Identification of earthquake precursors in the hydrogeochemical and geoacoustic data for the Kamchatka peninsula by flicker-noise spectroscopy

TL;DR

This study introduces a flicker-noise spectroscopy-based method to identify earthquake precursors by analyzing hydrogeochemical and geoacoustic signals, revealing potential early warning signs days to months before a large quake.

Contribution

The paper presents a novel application of flicker-noise spectroscopy to detect multi-scale precursors in different signals for seismic regions.

Findings

Nonstationarity factor spikes occur 70-50 days before the earthquake in hydrogeochemical data.

Geoacoustic data show precursors at 29 and 6 days prior to the quake.

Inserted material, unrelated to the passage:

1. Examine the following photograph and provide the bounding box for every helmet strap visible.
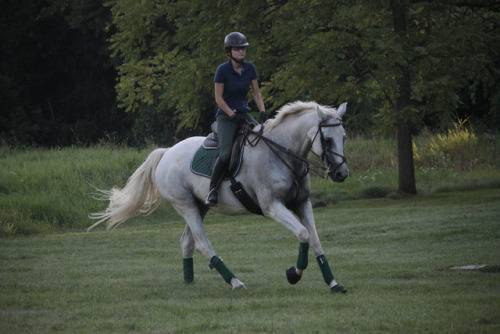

Method successfully identifies potential earthquake precursors in multiple signals.

Abstract

A phenomenological systems approach for identifying potential precursors in multiple signals of different types for the same local seismically active region is proposed based on the assumption that a large earthquake may be preceded by a system reconfiguration (preparation) at different time and space scales. A nonstationarity factor introduced within the framework of flicker-noise spectroscopy, a statistical physics approach to the analysis of time series, is used as the dimensionless criterion for detecting qualitative (precursory) changes within relatively short time intervals in arbitrary signals. Nonstationarity factors for chlorine-ion concentration variations in the underground water of two boreholes on the Kamchatka peninsula and geacoustic emissions in a deep borehole within the same seismic zone are studied together in the time frame around a large earthquake on October 8, 2001. It is shown that nonstationarity factor spikes (potential precursors) take place in the interval from 70 to 50 days before the earthquake for the hydrogeochemical data and at 29 and 6 days in advance for the geoacoustic data.